Eating is Broken
Eating is broken. Our entire system of preparing and eating food is a relic from less complicated times. In the olden days of 1955, Mom's full-time job included shopping, cooking, and cleaning up. Everyone in the family ate the same food at the same table at the same time, like it or not. That model worked.
Fast forward to today. Little Timmy has wheat sensitivity, little Amber is lactose intolerant, Mom is trying to go vegan and Dad wants a burger. And they all have complex schedules, with work, school, sports and whatever.
Restaurants are a partial solution, but they can be pricey, and they don't solve the problem of everyone in the family needing to eat at a different time.
Perhaps we need to move from what you might call a hostess model (Mom in 1955) to what I will call a project management model. We would need some applications on the Internet to make this approach work.

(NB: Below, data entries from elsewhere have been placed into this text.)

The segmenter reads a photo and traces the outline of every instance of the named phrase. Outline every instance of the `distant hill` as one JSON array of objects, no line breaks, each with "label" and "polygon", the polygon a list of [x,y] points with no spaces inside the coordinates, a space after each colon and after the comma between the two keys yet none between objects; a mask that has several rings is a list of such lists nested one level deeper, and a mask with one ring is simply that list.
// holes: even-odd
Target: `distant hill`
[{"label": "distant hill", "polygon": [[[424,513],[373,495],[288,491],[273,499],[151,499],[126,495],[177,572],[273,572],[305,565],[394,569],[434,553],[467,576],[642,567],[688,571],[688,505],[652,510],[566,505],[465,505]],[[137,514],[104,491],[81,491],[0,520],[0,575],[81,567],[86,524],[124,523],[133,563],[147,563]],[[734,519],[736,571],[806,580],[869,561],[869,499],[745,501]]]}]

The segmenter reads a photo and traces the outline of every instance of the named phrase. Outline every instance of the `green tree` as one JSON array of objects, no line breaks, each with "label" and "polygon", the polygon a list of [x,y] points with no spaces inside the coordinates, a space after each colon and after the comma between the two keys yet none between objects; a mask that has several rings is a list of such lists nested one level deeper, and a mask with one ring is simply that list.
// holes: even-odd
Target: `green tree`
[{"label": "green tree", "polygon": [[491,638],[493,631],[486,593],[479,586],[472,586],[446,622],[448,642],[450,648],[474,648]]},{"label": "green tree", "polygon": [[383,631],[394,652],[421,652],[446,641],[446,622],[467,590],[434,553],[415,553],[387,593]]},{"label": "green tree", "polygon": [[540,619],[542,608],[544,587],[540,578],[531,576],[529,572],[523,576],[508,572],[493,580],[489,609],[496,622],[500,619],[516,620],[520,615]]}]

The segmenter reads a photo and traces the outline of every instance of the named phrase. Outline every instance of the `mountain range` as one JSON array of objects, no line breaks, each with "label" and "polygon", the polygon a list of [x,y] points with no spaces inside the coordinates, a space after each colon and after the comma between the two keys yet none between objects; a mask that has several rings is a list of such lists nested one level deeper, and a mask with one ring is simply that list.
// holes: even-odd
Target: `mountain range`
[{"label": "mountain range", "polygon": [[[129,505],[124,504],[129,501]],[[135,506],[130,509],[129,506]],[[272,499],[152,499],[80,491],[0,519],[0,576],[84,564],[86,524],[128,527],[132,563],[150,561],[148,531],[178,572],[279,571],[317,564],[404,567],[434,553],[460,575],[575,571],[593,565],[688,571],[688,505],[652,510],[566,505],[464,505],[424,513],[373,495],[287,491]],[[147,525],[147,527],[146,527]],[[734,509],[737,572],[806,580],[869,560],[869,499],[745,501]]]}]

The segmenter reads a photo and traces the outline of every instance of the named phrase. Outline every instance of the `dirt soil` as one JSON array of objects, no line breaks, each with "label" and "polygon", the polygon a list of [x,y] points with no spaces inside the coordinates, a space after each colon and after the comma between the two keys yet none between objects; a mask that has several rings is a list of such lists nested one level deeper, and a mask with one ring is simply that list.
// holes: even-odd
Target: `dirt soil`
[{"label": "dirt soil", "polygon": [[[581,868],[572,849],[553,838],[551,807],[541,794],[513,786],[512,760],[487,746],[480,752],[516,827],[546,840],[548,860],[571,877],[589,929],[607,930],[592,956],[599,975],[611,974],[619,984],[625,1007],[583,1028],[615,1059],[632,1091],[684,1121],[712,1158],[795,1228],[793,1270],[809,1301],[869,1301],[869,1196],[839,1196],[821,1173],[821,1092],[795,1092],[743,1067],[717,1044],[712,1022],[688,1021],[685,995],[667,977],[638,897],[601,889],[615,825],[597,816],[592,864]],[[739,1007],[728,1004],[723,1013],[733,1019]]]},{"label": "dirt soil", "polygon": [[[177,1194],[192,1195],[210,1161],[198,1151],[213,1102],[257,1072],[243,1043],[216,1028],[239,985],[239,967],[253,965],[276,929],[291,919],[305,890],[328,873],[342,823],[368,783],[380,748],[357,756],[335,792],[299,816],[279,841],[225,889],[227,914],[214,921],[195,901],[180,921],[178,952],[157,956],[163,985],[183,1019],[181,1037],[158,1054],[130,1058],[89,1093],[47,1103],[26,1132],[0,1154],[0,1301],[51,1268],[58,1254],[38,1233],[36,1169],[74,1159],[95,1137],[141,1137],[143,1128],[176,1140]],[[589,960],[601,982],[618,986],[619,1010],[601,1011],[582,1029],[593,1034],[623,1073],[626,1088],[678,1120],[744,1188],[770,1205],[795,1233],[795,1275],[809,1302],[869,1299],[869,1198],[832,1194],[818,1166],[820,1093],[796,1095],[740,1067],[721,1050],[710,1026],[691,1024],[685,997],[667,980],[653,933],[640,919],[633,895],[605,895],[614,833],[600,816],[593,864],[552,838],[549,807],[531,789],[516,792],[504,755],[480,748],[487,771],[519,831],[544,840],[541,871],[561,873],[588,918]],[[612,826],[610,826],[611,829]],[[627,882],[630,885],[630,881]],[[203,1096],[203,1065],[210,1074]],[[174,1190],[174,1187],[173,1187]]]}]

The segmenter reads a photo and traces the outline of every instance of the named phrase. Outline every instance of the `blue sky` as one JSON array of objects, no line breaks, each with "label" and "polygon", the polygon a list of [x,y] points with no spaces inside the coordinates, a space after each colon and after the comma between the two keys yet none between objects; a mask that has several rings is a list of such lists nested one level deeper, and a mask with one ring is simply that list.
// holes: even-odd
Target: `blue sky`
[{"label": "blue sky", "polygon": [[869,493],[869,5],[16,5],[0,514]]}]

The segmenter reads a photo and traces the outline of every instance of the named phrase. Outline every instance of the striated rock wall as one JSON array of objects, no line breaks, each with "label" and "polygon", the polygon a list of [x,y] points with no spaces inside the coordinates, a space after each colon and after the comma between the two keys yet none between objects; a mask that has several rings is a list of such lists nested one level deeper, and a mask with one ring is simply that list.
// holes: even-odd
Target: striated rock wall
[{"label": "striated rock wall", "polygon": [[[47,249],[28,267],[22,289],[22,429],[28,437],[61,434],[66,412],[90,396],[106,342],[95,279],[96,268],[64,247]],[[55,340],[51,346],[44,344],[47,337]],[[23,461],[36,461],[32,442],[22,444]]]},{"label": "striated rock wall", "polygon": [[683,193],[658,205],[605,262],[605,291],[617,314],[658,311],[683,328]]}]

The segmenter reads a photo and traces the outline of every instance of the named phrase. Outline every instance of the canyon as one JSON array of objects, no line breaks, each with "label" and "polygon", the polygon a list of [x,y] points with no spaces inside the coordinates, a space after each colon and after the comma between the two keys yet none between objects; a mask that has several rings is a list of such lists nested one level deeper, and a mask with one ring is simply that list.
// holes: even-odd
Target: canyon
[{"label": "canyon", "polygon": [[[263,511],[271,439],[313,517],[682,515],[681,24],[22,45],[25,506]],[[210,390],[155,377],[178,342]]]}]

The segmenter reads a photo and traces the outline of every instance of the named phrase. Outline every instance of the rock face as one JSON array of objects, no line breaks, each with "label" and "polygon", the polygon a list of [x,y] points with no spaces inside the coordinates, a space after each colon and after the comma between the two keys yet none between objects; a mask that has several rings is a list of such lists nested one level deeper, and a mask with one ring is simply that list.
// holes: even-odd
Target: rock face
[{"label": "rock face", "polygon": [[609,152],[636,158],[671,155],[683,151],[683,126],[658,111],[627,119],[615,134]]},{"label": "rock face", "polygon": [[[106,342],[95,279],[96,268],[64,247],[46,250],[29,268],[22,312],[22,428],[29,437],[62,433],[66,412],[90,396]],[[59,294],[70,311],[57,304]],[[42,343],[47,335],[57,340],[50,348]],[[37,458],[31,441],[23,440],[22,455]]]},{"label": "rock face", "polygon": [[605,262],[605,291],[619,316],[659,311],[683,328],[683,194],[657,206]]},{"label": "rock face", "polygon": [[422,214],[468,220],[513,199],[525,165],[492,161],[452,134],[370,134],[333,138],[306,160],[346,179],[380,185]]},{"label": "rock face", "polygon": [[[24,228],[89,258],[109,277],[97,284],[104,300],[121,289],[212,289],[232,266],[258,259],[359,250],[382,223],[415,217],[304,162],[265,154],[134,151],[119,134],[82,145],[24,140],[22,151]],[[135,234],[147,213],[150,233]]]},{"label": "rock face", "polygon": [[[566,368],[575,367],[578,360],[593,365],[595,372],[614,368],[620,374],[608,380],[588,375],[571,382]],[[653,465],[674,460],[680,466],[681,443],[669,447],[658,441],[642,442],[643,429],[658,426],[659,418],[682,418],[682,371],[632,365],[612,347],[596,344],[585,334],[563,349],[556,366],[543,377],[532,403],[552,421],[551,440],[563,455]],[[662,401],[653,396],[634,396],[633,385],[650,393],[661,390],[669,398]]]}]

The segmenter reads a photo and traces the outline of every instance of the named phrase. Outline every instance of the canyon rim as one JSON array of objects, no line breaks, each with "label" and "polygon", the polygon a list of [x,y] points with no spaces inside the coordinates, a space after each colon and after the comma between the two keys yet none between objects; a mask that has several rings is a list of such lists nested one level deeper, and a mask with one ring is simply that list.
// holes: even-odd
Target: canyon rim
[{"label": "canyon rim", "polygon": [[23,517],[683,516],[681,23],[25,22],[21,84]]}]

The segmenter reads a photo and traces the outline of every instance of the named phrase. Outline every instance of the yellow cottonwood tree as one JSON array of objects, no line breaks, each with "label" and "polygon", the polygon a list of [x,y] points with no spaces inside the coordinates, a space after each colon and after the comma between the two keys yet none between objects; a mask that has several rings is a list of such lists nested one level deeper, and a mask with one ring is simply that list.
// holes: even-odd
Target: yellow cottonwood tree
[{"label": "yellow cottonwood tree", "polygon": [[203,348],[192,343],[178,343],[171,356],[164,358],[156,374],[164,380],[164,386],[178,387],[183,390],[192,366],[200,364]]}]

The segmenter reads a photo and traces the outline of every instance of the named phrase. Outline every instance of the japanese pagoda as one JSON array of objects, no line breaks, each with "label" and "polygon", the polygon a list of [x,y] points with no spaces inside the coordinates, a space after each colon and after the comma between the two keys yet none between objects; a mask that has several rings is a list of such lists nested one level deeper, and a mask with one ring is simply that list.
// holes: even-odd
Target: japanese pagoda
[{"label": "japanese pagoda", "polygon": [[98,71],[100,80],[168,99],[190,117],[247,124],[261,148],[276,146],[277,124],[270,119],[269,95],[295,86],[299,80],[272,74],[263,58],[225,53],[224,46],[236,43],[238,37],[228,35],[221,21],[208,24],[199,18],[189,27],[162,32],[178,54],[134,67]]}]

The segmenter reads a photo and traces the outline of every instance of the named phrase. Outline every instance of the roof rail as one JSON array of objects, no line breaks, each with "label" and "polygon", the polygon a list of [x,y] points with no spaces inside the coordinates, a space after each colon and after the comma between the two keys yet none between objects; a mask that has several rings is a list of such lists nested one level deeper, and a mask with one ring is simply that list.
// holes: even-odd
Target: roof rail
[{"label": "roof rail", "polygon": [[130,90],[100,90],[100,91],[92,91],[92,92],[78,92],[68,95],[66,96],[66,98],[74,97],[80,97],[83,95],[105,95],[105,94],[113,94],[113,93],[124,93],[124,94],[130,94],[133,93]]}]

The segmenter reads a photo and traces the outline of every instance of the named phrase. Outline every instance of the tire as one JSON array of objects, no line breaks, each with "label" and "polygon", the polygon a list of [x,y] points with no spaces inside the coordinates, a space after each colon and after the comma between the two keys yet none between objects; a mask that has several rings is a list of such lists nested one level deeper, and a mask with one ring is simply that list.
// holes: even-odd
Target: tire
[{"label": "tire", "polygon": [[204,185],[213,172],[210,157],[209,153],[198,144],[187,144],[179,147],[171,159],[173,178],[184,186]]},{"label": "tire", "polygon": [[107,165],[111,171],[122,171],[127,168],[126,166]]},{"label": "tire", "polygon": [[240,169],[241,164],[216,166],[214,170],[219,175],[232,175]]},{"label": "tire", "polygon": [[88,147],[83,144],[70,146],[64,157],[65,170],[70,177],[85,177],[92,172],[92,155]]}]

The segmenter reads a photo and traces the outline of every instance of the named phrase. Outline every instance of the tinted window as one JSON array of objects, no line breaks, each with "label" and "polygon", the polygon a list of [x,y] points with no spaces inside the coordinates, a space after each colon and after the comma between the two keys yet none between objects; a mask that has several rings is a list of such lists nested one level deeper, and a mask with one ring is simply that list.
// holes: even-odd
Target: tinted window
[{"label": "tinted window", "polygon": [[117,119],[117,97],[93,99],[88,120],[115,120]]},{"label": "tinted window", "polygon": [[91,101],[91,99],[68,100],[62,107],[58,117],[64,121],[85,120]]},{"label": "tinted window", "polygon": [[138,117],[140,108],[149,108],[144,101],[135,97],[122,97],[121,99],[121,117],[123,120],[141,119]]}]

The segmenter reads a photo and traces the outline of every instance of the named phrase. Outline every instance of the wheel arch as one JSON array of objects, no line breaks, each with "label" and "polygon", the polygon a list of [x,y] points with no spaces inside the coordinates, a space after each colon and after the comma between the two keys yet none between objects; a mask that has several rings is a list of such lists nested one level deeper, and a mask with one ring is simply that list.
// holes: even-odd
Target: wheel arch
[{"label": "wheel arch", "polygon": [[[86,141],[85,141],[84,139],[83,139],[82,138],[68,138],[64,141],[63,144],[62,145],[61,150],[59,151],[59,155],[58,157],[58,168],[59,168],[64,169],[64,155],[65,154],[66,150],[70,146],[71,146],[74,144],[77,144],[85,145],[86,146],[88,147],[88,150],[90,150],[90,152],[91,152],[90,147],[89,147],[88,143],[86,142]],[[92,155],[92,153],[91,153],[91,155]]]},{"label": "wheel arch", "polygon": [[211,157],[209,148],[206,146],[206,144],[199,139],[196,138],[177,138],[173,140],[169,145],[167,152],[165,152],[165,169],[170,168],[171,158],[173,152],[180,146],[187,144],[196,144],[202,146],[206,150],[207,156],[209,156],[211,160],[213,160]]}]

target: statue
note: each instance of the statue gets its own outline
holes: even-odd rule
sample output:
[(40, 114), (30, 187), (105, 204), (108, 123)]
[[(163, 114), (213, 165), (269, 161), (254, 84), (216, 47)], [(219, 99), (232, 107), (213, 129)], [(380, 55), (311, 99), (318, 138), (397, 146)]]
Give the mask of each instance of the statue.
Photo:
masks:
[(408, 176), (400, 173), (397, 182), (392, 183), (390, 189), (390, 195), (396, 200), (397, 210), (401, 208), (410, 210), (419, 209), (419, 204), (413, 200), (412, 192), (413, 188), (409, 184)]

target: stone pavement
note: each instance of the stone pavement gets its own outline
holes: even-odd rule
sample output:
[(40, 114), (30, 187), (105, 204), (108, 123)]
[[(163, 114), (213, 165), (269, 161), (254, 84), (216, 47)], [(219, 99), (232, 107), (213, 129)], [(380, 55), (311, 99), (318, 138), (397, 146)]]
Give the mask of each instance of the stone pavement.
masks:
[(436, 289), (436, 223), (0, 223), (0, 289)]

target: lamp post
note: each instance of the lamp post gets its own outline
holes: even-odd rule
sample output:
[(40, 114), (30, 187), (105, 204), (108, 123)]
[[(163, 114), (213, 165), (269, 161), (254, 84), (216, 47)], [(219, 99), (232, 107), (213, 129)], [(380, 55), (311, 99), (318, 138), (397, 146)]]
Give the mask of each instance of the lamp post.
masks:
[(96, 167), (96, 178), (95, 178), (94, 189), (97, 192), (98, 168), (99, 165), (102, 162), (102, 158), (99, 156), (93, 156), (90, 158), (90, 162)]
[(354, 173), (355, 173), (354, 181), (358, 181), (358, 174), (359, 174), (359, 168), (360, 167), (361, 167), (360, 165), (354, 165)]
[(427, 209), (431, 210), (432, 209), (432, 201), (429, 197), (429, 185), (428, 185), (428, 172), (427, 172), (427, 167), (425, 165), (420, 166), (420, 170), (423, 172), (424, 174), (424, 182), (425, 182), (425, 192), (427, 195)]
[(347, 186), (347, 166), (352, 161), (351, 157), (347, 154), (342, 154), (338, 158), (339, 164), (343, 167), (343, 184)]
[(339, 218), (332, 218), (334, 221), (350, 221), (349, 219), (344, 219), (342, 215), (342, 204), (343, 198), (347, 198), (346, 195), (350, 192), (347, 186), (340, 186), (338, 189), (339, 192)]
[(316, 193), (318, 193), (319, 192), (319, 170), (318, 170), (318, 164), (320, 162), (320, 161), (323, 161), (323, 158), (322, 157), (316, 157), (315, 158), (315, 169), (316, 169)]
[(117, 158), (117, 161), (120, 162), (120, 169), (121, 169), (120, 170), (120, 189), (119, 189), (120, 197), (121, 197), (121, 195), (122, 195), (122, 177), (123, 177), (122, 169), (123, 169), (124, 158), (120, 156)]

Consider one part of the eating process: shopping. Today, each family in your neighborhood makes a trip to the store. It's cheaper than home delivery. But imagine the process of shopping becoming a Walmart-like "just in time" model. Suppose your food for the coming day is delivered fresh to one central neighbor's garage in the neighborhood. That saves eight shopping trips and the delivery fee is divided eight ways. So far, so good. You might even have enough combined buying power to get discounts.
Now imagine that the project management application does everything from keeping track of individual diet preferences to scheduling neighbors for specific food tasks at specific times. You wouldn't mind being the prep cook on a given Tuesday if you did it with three neighbors while having an adult beverage and chatting. The idea here is to find as much benefit in the "work" of food preparation as you get from the eating. Shared tasks are a great way to get to know neighbors. If you need to work late, the software broadcasts a request for a substitute.
After the various neighbors have done their project tasks to create a meal for each individual, the food will be placed in microwaveable containers and labelled. Each family performs their scheduled tasks and takes home their food to heat up whenever it makes sense for the family. The project management application ensures that over time, every family puts in equal labor and equal funding.
The software would come up with menu plans and shopping lists that are the most efficient and optimized. For example, the carnivores' side dishes would be the same components as the vegan's main meal. And the planned excess would be tomorrow's lunch .
You can imagine a hundred ways to improve the system. The point is that a collaborative project management approach to family dinners makes sense when the complexity of modern life makes the single hostess model impractical.
This approach is also a great opportunity to lower food costs, reduce waste, improve your nutritional variety, network with neighbors, and have some fun at the same time.
I realize this model might not work for the loners and virulent anti-communists. Assume it's optional. No one will force you to talk to your neighbors.